Through PHC and other local services, Initiative country Pathfinders are broadening how local healthcare, public health and intersectoral management deal with equity, intersectoral action and participatory public health. For example, in Chile, the health policy reform focus on Primary Health Care has designated local teams in eight municipalities to work on management and service models to alignment social programmes and health services and involve communities. Related programmes to reenforce infrastructure resilience for earthquakes and climate emergencies also have an equity lens. In the case of Costa Rica, with social development mechanisms proposed by a ‘non-health’ ministry (ministry of social development) in the beginning and local government in this momentum have facilized the engagement with communities and other sectors to link health and social services and strength the relations. In Lao, the extensive health centre network with primary health care staff in rural areas serves as an asset to local government partners. In the occupied Palestinian territories, before the war, there was extensive planning to undertake local health equity assessments as part of local government prioritisation. The use of noncommunicable disease multisectoral and multistakeholder mechanisms in the Philippines engages actors defending patients with chronic health conditions.
An overarching entry point is thus the redesign of the Primary Health Care approach (WHO, 2019), given the many synergies between PHC and health equity goals.

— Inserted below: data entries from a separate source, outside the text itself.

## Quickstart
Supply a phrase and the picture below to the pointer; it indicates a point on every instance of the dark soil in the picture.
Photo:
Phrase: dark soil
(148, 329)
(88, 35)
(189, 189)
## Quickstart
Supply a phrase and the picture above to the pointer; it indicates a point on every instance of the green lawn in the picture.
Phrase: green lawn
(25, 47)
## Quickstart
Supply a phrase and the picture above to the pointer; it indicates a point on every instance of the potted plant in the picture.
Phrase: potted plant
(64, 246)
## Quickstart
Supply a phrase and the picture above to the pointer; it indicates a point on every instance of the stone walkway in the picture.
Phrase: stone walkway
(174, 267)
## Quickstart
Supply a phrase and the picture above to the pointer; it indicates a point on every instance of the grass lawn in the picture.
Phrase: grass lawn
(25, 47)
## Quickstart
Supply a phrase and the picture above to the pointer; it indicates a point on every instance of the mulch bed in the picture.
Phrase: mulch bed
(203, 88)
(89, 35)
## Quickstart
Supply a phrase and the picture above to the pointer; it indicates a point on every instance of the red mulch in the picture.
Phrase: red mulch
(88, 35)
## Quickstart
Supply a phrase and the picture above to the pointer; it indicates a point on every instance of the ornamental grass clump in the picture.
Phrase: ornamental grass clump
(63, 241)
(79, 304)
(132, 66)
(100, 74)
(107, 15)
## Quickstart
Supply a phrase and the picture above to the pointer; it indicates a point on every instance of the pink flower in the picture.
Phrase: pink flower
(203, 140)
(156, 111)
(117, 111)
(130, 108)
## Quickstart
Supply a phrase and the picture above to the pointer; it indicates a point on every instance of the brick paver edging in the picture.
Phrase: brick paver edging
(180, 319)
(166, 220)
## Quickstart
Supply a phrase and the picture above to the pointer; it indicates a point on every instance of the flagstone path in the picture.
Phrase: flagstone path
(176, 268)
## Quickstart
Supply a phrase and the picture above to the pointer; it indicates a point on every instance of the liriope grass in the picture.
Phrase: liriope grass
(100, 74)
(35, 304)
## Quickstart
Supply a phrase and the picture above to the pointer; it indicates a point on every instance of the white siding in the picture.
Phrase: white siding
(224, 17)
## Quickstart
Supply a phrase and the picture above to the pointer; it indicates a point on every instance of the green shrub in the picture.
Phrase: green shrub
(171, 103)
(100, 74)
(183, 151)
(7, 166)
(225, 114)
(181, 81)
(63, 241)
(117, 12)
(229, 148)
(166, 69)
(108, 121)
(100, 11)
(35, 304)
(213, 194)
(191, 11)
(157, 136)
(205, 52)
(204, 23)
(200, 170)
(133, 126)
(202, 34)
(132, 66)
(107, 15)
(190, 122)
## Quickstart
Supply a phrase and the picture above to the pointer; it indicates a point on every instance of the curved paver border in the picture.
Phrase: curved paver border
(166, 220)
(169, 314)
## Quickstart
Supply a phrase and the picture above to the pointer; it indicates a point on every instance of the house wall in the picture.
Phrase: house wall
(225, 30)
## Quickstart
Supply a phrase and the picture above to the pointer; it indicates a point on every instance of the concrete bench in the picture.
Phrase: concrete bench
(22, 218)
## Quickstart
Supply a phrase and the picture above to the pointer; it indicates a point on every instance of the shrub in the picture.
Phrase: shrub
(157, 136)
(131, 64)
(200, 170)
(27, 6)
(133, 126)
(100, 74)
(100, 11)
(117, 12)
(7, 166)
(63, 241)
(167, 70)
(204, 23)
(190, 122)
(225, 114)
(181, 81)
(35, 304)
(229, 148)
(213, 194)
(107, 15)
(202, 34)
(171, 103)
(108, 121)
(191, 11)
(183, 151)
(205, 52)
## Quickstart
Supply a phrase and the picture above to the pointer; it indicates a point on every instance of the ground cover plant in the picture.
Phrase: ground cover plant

(iii) Knowledge and practice sharing networks
Building systems from the ground up requires networks of people whose shared experiences and narratives transform the institutions and policies within which they work. Network-building is thus critical from community, services, policy and academic sectors. To support regional networking with affected communities, PAHO put in place a formal collaboration with the regional association of domestic workers. This collaboration has raised the visibility of health for workers in the informal economy. In 2023 PAHO launched networks to exchange experiences and learning on intersectoral action and social participation, to strengthen capacities and competencies at the local level. (paho.org/sites/default/files/declaracion_intersectorialidad_la_habana_0.pdf).
At the global level, capacity building
networks are being furthered through publications and summer schools on health
equity, as spearheaded by the UNIL/UNISANTE. Looking ahead, the WHO will hold
the first global Initiative country Pathfinder meeting to share experiences on
health equity strategies. To amplify experiences globally, a global platform
will launched through UCL/IHE based on success of the Health Equity Network (healthequitynetwork.co.uk/).
Health strategies require securing a role for health actors as active contributors and change agents for social problems and champions of health equity.
Health strategies require securing a role for health actors as active contributors and change agents for social problems and champions of health equity. Strategies need to address the transformation of institutions and vision, leadership and planning of the health sector. People in health in governance, management and services are critical as they allocate resources to build assets and services that impact health, are most aware of health impacts and need to be exemplar advocates. Narratives, robust health sector involvement and networks create enabling conditions for starting and sustaining health equity strategies.